The government had created a favourable atmosphere of SMEs and entrepreneurs. Several SME loan or other financial programmes were available in Hungary in 2018 either directly or indirectly supported by the government or the National Bank.
In 2018-Q1/2019, several changes were introduced in SME taxation. Firstly, the social contribution tax decreased by an additional 2 percentage points to 17.5%. Moreover, the eligibility criteria for choosing small business tax forms was broadened. By 2019, 310 000 entrepreneurs opted for the Small Taxpayers’ Itemised Lump Sum Tax, the so-called KATA tax scheme; their total tax burden varies between 6 and 20%. The Small Enterprise Tax (KIVA), aimed at offering a preferential tax scheme for SMEs wishing to grow, has been chosen by nearly 30 000 enterprises. Prior to 2010, the tax burden on an average medium-sized enterprise was between 52% and 56%, while according to the Doing Business competitiveness ranking of PWC/World Bank, it currently stands at 39%.
Within the framework of the ‘Funding for Growth Scheme’4, almost 40 000 enterprises obtained financing in excess of HUF 2 800 billion between 2013 and 2016. The scheme contributed to a turnaround in lending: from 2015 SME outstanding loans show an increase, the dynamics of which has already reached 15% annually by 2018 Q2. In parallel with the third phase of the FGS, in 2016 the MNB launched the Market-based Lending Scheme (MLS), in order to facilitate smooth transition to market-based lending, i.e. without central bank refinancing, and ensure sustainable economic growth through SME lending. The MLS continued to support growth in lending to SMEs in 2018, but it was terminated at the end of the year.
During the FGS, long-term, fixed-interest loans gained ground; however, after the phasing-out of the scheme, the ratio of these declined, and the MLS was unable to reverse this trend. Based on the experiences of the past years, the facilitation of lending in a healthier structure by the central bank may be implemented by returning to the FGS in a more targeted manner, since this scheme was able to exert favourable impact both on the volume and structure of lending. Therefore, at the beginning of 2019, the MNB will launch the ‘Funding for Growth Scheme Fix’ (FGS fix) only for investment purposes, with a total amount of HUF 1 000 billion. In terms of its most important parameters and its operation, the new scheme will be identical to the previous phases of the FGS. The ‘Funding for Growth Scheme Fix’ will provide 0% interest loans for credit institutions for a maximum of 10 years (the minimum lending period is 3 years). The financing can then go toward SMEs in the form of a loan or financial lease.
The MNB aims to improve access to financing for SMEs by also creating the Standardized Loan Application Interface. This measure influenced access to loans, increased the competition between banks, and contributed to a significant increase in SME investments.
EU funded loans also contributed substantially to SME financing. Outstanding loans disbursed by commercial banks, acting as intermediaries in the refundable funds, reached altogether nearly HUF 500 billion in the whole EU budget cycle.

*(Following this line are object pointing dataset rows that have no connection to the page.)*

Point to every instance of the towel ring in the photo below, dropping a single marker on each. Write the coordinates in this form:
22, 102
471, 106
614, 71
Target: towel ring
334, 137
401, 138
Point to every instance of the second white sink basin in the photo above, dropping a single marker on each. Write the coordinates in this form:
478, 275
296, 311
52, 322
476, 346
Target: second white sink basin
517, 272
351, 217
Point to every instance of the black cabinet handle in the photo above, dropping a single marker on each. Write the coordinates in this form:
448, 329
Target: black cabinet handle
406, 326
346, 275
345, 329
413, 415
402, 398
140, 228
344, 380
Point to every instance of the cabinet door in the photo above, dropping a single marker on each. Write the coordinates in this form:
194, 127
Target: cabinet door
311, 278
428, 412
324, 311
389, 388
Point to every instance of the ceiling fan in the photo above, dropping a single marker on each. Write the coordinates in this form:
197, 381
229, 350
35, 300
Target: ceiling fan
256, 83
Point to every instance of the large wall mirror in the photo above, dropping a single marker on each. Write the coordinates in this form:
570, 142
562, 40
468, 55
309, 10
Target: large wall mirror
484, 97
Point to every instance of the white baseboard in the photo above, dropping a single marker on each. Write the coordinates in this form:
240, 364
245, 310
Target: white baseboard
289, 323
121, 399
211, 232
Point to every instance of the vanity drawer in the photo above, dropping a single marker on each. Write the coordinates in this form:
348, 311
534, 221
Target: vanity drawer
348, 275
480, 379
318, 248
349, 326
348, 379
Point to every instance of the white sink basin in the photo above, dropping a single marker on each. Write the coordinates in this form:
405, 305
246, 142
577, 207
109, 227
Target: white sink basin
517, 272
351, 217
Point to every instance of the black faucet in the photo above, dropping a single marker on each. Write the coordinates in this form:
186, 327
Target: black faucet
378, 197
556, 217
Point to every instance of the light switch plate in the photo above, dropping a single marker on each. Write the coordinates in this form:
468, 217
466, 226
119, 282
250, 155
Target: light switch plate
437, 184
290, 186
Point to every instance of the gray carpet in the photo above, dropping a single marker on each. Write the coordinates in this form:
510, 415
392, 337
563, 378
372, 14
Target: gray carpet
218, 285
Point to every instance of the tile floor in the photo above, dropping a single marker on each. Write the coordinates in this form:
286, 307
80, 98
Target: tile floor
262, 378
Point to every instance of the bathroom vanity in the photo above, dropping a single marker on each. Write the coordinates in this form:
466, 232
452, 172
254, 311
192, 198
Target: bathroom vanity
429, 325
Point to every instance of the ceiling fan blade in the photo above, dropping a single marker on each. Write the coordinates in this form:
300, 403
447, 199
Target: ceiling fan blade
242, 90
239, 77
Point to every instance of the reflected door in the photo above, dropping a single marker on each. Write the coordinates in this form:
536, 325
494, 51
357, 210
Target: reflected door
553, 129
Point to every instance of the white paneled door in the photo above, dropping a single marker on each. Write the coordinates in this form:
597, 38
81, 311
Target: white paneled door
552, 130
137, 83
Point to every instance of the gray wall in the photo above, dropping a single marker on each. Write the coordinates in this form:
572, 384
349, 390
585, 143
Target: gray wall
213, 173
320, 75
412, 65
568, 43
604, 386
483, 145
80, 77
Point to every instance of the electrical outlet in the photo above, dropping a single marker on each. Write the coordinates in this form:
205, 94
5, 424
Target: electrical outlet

The programmes are running by the Hungarian Development Bank and provides zero interest rate loans or combined loans for SMEs for various purposes.
Besides new JEREMIE5 (Joint European Resources for Micro to Medium Enterprises), new funds have appeared on the venture capital market. Within the framework of the smart specialisation venture capital programme GINOP 8.1.3/B-17, seven new venture capital funds are created, supported by EU funds and private capital. The Programme is worth approximately HUF 75 billion. Each fund manager will be able to distribute around HUF 10 billion. The fundraising can be accessible in determined sectors: “Healthy society and wellbeing”, “ICT technologies and services”, “Agrarian innovations”, “Intelligent technologies and services”, “Developed vehicle and other machine technologies”, “Sustainable environment, clean, and renewable energies” sectors. The seven companies are allowed to allocate capital between HUF 200 million and HUF 1.5 billion per project.
From 2016 to 2018, the National Research, Development and Innovation Fund directed HUF 100 billion worth of funds from the Hungarian budget towards SMEs’ innovation activities. Several new types of sectoral policy programmes have been launched in recent years. The Government channelled HUF 9 billion into the Supplier Development Programme and HUF 28 billion into the Construction Sector Support Programme. SMEs received HUF 6 billion under the Irinyi Plan focusing on industrial development.
The proportion of guaranteed loans and the ratio of government-backed loan guarantees to GDP is at an exceptionally high level in Hungary, in comparison with other European countries. In 2018, 18% of SME bank loans were backed by subsidised guarantee scheme. In the past ten years, the two Hungarian guarantee institutions under partial state control have increased their guarantee stock by more than 60%.